A combinator Y that, for any term f in the lambda calculus, we have f (Y f) = Y f. Or in other words, it is a combinator that, when given any lambda term f as input, returns a fixed point x for f, i.e. f x = x. The first such combinator was found by Haskell B. Curry and is known as the Y combinator or Y operator.
This combinator is defined as follows:
Y = λf.(λ.x.f(x x))(λ.x.f(x x))
It is a simple exercise to show that it acts as a fixed point combinator as described above, however, it is only valid for lambda-equality and produces certain difficulties when reduction is performed (Try to perform reduction on f (Y f)... at some point a backwards beta reduction needs to be performed). Another fixed point combinator T was found by Alan Turing that doesn't have this undesirable property:
T = (λx.λy.y (x x y)(λx.λy.y (x x y))
Yet another fixed point combinator, which is very useful because it is the shortest known one when converted to the S and K basic combinators, is:
Y' = (λ.x.λ.y.xyx)(λx.λy.(x(λ.x.λ.y.xyx)yx)))
In terms of the S and K combinators this is:
Y' = SSK(S(K(SS(S(SSK))))K)
12 terms, as opposed to 18 terms for Curry's fixed point combinator and 20 terms for Turing's.
These combinators are useful because they allow one to define recursive functions without the need for names. For example, the factorial function:
fact(n) = if (iszero? n) then 1 else n*fact(pre n)
(iszero? is a function returning true for n=0, and pre is a function that returns one less than its argument). We can transform this into:
fact = λn.if (iszero? n) then 1 else n*fact(pre n)
which we can also write this way:
fact = (λf.λn.if (iszero? n) then 1 else n*f(pre n)) fact
Now fact has been expressed as a fixed point of this function:
F = λf.λn.if (iszero? n) then 1 else n*f(pre n))
So we can define the factorial as:
fact = Y λf.λn.if (iszero? n) then 1 else n*f(pre n))

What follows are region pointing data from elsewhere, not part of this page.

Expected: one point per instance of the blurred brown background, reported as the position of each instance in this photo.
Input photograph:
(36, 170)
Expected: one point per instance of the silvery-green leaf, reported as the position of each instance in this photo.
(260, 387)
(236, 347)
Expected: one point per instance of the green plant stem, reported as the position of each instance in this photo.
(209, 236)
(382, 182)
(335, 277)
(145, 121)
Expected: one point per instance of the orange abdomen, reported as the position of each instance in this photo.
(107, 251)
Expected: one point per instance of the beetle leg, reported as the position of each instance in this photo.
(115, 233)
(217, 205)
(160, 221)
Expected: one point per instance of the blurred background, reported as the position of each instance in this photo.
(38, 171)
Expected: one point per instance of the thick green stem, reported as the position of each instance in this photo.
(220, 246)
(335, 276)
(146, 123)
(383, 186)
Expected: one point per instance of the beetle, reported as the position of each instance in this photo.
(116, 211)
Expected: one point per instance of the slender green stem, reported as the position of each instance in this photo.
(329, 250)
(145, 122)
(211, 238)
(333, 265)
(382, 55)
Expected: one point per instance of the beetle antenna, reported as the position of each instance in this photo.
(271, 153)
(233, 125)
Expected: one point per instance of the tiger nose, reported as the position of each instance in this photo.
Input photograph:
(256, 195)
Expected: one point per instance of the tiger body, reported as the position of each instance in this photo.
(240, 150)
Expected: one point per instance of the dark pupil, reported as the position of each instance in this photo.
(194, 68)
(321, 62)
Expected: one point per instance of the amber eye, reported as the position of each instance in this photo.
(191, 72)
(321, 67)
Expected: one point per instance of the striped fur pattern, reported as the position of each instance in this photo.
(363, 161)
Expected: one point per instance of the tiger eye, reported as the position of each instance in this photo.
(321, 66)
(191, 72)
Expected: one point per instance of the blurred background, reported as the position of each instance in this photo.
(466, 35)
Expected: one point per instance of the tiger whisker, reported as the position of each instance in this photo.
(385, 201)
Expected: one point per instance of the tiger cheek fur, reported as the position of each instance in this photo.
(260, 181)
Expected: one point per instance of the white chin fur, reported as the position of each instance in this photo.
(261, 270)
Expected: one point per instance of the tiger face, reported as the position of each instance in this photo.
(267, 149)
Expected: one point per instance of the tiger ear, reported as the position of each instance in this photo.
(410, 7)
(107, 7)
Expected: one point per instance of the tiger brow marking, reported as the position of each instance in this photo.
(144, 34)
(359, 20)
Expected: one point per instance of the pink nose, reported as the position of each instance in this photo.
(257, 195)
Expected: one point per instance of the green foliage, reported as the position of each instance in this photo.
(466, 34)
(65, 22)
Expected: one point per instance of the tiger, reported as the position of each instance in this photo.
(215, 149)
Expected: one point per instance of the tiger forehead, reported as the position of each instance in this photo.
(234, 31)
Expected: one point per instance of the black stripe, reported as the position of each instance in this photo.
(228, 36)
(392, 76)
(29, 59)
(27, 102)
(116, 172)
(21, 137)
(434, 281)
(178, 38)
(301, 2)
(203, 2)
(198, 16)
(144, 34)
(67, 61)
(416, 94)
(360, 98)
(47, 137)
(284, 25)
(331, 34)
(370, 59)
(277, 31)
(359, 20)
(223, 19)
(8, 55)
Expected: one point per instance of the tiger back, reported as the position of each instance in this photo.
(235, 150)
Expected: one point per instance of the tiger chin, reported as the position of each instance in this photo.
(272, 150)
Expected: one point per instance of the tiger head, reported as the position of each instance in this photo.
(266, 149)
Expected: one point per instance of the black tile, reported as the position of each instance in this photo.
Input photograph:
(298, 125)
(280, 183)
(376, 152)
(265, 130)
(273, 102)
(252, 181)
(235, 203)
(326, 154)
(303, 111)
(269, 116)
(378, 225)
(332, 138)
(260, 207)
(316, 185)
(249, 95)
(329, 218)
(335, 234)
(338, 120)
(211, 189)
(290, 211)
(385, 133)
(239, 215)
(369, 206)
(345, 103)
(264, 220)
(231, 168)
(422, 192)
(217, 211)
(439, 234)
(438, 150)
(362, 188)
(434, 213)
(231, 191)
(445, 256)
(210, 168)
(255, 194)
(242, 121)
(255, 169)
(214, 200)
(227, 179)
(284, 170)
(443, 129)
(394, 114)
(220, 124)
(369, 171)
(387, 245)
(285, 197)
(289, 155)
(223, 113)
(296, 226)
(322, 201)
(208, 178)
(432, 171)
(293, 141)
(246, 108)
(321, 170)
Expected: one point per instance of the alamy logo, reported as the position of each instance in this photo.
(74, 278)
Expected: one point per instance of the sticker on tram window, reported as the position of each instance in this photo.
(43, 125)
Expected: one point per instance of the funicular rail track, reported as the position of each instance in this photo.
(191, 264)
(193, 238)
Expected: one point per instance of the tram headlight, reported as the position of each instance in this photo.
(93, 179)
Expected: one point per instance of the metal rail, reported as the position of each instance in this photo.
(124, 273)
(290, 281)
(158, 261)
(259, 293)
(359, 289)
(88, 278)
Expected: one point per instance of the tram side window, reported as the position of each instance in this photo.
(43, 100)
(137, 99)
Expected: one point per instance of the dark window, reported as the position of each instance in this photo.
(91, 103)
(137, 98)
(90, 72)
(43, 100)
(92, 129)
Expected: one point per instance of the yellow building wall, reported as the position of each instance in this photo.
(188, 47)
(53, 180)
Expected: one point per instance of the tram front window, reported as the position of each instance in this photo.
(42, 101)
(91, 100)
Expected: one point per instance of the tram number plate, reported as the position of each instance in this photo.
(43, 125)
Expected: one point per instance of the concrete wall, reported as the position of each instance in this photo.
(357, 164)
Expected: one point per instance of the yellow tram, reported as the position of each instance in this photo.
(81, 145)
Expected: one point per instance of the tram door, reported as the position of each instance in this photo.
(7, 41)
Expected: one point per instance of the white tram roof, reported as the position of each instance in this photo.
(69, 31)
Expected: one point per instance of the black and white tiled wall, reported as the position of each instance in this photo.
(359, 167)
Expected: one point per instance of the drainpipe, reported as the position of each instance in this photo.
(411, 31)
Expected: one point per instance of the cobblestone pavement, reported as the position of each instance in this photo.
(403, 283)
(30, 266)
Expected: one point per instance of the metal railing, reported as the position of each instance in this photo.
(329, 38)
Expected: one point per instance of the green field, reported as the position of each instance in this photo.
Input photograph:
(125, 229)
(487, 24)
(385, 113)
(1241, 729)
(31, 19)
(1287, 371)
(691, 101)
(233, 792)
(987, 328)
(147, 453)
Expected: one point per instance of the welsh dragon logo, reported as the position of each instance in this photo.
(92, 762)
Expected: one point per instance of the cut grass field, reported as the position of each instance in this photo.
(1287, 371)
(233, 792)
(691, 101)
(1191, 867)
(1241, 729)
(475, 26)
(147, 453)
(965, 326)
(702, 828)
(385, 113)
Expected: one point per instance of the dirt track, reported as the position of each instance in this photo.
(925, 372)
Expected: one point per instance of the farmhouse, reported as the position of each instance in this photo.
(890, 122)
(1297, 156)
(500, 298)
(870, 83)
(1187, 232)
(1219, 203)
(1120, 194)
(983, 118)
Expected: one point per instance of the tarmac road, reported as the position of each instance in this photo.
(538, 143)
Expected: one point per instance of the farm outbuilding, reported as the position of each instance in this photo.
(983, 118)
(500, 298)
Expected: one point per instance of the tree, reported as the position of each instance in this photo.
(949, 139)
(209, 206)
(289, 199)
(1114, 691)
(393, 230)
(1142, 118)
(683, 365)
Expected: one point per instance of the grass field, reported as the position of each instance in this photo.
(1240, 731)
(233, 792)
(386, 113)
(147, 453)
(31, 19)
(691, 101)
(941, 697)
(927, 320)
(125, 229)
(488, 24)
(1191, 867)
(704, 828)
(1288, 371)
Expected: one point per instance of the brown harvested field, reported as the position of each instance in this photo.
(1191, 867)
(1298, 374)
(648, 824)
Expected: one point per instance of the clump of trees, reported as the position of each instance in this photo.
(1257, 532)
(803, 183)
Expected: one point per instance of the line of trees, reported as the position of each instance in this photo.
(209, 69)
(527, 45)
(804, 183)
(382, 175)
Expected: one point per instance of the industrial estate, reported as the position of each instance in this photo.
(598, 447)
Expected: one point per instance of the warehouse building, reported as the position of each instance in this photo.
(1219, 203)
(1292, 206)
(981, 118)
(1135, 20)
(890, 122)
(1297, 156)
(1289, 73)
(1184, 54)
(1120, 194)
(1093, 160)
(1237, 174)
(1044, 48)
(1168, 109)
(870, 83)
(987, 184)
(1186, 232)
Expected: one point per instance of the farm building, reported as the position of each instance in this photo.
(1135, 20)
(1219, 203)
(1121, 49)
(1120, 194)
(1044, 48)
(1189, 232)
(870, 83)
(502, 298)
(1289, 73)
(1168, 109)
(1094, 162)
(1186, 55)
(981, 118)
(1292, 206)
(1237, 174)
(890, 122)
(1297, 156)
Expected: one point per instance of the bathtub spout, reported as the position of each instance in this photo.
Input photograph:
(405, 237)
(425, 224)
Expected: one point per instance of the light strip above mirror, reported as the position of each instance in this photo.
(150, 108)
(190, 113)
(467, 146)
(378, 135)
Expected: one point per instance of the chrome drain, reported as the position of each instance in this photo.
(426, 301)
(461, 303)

Note that this only works if the functional language implementing this uses call by need semantics (lazy evaluation), or call by name semantics (normal order evaluation), such as Miranda or Haskell. In a functional language that uses call by value semantics (eager evaluation or strict evaluation), fixed point combinators won't produce recursive effects because their arguments are evaluated before the body, resulting in an infinite loop. For instance, doing strict evaluation on: Y f produces f Y f, which when evaluated will evaluate Y f before attempting to evaluate f, which will then produce f f Y f, and so on and on forever, or until recursion is terminated by memory exhaustion. Special steps need to be taken in order to provide for fixed point combinators in such languages.